This is what I did with my *snd_ich*:
[cmd=]echo "dev.pcm.0.vchans.play=4" >> /boot/loader.conf[/cmd]
Then [cmd=]sysctl dev.pcm.0.vchans.play=4[/cmd]
The microphone works and I can play up to 4 sound files at the same time.


----------



## mav@ (Nov 18, 2009)

When checking front connector, make sure you are using /dev/mixer1 mixer with /dev/dsp1 device.

Also check that in file hdac.c in function hdac_vendor_patch_parse() part about HDA_CODEC_ALC883 is commented out.


----------



## expl (Nov 18, 2009)

I tried to make my mic work on HDA for a while but did not manage. So I just bought a high quality USB mic, oh well...


----------



## rdunkle (Nov 22, 2009)

I tried the parameters for:
dev.pcm.0.play.vchans:
No luck.

Tried using the different mixers:   /dev/mixer1

The mic does not work in front panel or rear panel sockets.
Tried the 

I looked at:
Also check that in file hdac.c in function hdac_vendor_patch_parse() part about HDA_CODEC_ALC883 is NOT commented out. 

Not sure how to fix that until the next time I build new kernel.

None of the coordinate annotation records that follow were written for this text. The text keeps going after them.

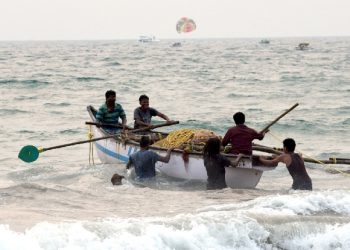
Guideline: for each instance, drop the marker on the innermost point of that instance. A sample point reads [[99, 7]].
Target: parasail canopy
[[185, 25]]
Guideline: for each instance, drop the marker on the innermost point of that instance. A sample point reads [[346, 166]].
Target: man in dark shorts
[[144, 161], [144, 113], [241, 136], [294, 163]]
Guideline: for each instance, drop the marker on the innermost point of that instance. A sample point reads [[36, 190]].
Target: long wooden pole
[[110, 136], [278, 118]]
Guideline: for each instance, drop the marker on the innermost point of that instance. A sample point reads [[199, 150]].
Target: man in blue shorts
[[144, 113], [110, 112]]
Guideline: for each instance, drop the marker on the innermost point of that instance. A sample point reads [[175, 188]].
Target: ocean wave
[[29, 82], [295, 203], [62, 104], [11, 112], [220, 230], [89, 79]]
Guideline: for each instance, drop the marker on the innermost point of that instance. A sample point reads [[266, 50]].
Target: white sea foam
[[302, 220]]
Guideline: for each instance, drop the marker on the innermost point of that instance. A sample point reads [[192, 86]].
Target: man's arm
[[226, 138], [124, 121], [138, 119], [167, 157], [163, 116], [280, 158], [129, 164]]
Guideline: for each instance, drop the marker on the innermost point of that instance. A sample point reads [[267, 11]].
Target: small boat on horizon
[[264, 41], [116, 149], [177, 44], [303, 46], [148, 39]]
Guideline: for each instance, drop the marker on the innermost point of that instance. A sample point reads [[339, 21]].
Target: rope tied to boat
[[91, 146], [334, 159]]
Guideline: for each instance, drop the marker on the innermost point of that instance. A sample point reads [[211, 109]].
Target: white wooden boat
[[115, 150], [148, 39]]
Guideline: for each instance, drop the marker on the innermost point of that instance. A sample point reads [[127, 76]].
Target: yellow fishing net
[[186, 138]]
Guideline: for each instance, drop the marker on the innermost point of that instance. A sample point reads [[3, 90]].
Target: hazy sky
[[118, 19]]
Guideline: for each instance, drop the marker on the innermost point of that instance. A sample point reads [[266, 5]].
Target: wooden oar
[[30, 153], [277, 151], [278, 118], [106, 125]]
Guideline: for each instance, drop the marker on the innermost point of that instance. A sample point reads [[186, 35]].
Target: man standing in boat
[[241, 136], [144, 113], [294, 163], [110, 112], [144, 161]]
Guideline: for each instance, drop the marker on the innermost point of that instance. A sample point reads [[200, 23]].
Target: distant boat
[[264, 41], [177, 44], [148, 39], [303, 46]]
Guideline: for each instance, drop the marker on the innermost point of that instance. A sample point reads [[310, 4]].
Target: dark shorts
[[302, 184]]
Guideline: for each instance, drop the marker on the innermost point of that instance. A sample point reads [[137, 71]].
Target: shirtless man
[[294, 163]]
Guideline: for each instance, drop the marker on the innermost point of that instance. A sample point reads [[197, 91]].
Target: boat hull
[[115, 150]]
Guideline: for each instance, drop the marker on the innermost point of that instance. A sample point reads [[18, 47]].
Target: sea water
[[61, 201]]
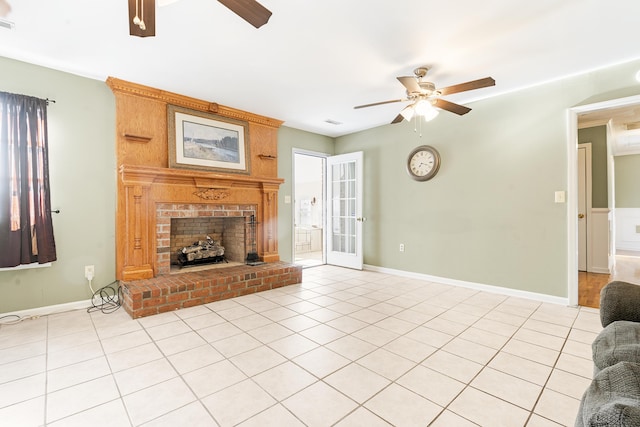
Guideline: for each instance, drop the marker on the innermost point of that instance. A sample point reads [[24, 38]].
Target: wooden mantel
[[146, 181]]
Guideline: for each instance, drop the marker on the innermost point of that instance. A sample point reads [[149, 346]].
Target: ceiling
[[315, 60]]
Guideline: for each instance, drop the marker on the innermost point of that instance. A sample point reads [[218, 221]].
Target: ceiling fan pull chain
[[136, 19], [142, 24]]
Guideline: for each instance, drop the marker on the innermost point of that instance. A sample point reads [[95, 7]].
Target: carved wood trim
[[123, 86], [150, 174], [137, 138]]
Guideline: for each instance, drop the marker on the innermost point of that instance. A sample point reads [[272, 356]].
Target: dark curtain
[[26, 230]]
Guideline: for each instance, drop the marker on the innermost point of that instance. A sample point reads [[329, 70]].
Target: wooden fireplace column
[[145, 180]]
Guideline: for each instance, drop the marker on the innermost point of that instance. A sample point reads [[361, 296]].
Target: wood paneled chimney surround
[[146, 182]]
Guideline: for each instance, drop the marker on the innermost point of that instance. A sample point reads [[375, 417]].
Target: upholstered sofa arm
[[619, 301]]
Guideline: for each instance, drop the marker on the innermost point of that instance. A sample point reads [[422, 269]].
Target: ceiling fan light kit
[[426, 99]]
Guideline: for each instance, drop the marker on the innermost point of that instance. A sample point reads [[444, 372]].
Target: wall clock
[[423, 163]]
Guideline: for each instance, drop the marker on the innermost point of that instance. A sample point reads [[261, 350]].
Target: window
[[26, 230]]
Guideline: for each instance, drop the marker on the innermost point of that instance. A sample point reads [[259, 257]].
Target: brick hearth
[[174, 291]]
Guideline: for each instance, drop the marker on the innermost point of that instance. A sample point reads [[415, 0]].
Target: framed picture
[[204, 141]]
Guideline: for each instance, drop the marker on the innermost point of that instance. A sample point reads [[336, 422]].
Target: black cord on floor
[[107, 299]]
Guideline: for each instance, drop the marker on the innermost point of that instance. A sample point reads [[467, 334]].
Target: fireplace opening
[[207, 241]]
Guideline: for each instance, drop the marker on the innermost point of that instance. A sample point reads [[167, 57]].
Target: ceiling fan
[[142, 14], [424, 96]]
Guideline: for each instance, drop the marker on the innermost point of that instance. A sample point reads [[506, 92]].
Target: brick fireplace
[[151, 194], [179, 225]]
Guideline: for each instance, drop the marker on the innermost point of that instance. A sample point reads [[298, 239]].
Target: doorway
[[309, 210], [622, 264]]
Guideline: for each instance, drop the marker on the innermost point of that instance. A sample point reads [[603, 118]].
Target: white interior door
[[584, 204], [344, 210]]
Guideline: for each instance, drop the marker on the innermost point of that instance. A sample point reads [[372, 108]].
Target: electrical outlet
[[89, 272]]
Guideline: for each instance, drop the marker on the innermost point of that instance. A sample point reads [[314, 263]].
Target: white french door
[[344, 210]]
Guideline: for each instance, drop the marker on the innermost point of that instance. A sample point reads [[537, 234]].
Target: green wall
[[489, 215], [627, 181], [597, 136], [83, 186]]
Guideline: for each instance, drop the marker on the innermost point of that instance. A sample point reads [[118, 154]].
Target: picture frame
[[205, 141]]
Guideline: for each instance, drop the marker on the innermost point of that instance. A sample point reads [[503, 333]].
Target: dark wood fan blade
[[249, 10], [410, 83], [463, 87], [398, 119], [145, 11], [379, 103], [450, 106]]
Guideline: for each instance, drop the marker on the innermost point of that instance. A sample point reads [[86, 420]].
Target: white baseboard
[[49, 309], [83, 305], [471, 285]]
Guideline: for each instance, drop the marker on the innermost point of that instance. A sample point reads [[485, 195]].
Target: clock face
[[423, 163]]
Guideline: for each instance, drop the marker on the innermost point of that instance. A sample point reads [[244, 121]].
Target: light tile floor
[[344, 348]]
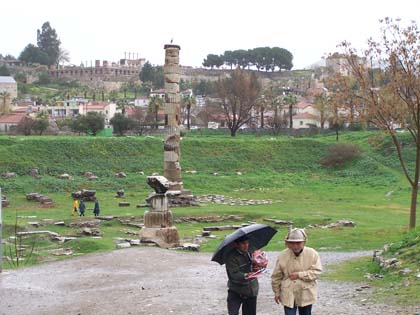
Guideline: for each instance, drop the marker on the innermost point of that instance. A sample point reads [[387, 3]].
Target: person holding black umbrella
[[295, 274], [236, 252], [242, 291]]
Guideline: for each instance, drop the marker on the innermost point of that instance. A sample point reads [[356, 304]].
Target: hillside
[[264, 162]]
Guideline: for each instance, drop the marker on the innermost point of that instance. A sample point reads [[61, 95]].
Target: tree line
[[262, 58]]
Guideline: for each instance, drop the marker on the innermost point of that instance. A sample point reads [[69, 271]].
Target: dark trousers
[[306, 310], [235, 300]]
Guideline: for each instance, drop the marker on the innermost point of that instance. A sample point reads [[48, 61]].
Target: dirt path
[[155, 281]]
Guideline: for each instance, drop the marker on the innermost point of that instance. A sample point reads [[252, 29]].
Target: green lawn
[[371, 190]]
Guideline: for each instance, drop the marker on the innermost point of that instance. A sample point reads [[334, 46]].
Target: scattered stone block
[[34, 173], [8, 175], [106, 217], [65, 176], [35, 224], [45, 200], [279, 222], [33, 196], [91, 231], [191, 246], [124, 245], [88, 174], [134, 242], [206, 233], [90, 224], [4, 202], [221, 228], [61, 251]]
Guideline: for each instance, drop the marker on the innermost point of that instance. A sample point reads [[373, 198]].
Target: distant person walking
[[96, 209], [75, 207], [82, 208], [294, 276]]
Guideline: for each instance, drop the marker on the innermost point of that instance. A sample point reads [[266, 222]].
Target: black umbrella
[[259, 235]]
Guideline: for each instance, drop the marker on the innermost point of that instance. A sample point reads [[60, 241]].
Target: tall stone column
[[158, 221], [172, 167]]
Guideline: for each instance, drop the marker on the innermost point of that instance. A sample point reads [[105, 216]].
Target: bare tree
[[239, 94], [393, 96]]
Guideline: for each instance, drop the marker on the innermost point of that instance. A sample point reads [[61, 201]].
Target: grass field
[[370, 190]]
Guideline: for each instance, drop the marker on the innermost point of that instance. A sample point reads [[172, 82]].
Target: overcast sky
[[104, 30]]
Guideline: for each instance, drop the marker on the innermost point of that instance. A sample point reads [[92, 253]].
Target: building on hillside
[[123, 71], [187, 93], [9, 85], [9, 121], [141, 101], [338, 63], [105, 108], [160, 93], [8, 92], [307, 120]]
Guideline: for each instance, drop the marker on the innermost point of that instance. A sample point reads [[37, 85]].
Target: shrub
[[338, 154]]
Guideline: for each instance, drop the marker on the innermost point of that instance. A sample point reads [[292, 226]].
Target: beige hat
[[296, 235]]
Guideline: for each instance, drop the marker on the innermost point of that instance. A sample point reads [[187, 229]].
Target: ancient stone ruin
[[158, 221], [84, 194], [178, 196], [4, 202]]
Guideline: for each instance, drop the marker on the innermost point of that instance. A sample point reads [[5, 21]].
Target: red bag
[[259, 260]]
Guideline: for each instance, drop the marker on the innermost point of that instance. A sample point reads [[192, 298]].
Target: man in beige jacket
[[294, 276]]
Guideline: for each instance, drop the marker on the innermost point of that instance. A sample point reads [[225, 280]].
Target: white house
[[160, 93], [9, 85], [105, 108], [141, 101]]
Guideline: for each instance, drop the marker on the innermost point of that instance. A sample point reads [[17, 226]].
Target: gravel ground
[[153, 281]]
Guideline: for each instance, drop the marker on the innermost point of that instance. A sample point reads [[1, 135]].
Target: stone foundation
[[158, 219], [163, 237]]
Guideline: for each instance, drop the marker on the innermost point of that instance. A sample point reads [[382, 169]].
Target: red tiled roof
[[160, 91], [305, 116], [12, 118], [95, 105], [303, 104]]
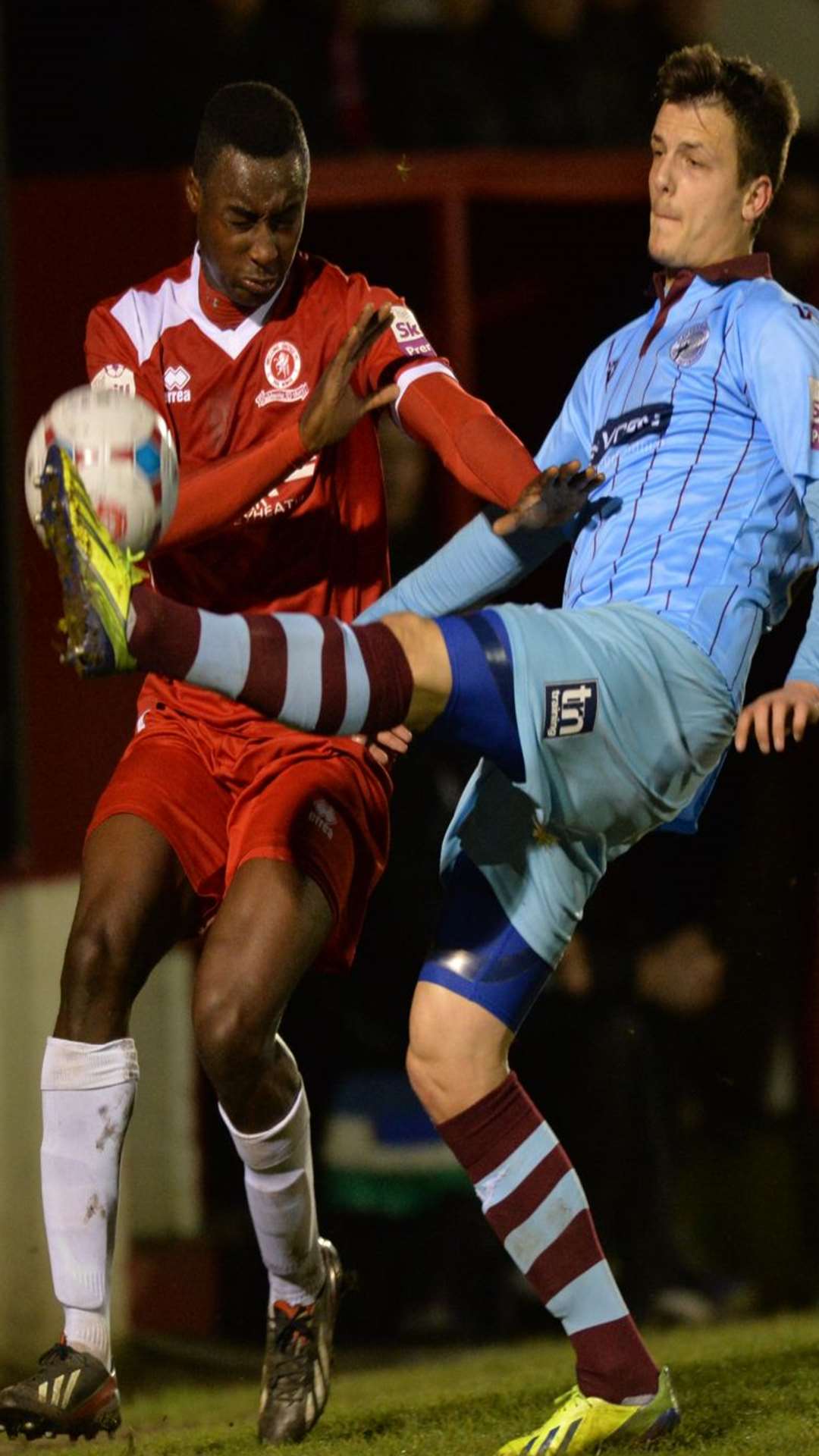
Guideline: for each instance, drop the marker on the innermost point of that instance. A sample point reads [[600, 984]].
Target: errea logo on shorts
[[570, 708], [322, 816]]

I have found that the mic works with the CMedia CMI8738.
I have the CMedia card in the system until I can figure this out.


----------



## callado (Dec 18, 2009)

*A solution*

My mic did not work either with FreeBSD 7.2 or 8.0. I have Intel ICH8 HDA with Sigmatel 9227 codec.
So a kind of newbie solution:
I installed the 'oss' package in FreeBSD 8.0. At first kernel sources should be installed: Guide. Then the binary of the latest version of OSS can be downloaded from the OSS website:Download. After that the package can be installed with '_pkg_add oss-freebsdYOURVERSION_' as root from the download directory. One can also use '_pkg_add -r oss_' for an earlier version or use the '/usr/ports/audio/oss' port.
The sound card should be detected automatically and the system should be rebooted.
At this point I had still no mic input.
Then I launched '_ossxmix_' (if you do not have gtk, use '_ossmix_' from command line). I realized that my pink jack was set to 'rear'. I changed it to 'input'. Now the mic worked, but the input was distorted. After the reduction of the mic volume level, it is now OK. 
In Skype one can also try to enable or disable the automatic adjustment of mixer levels.


----------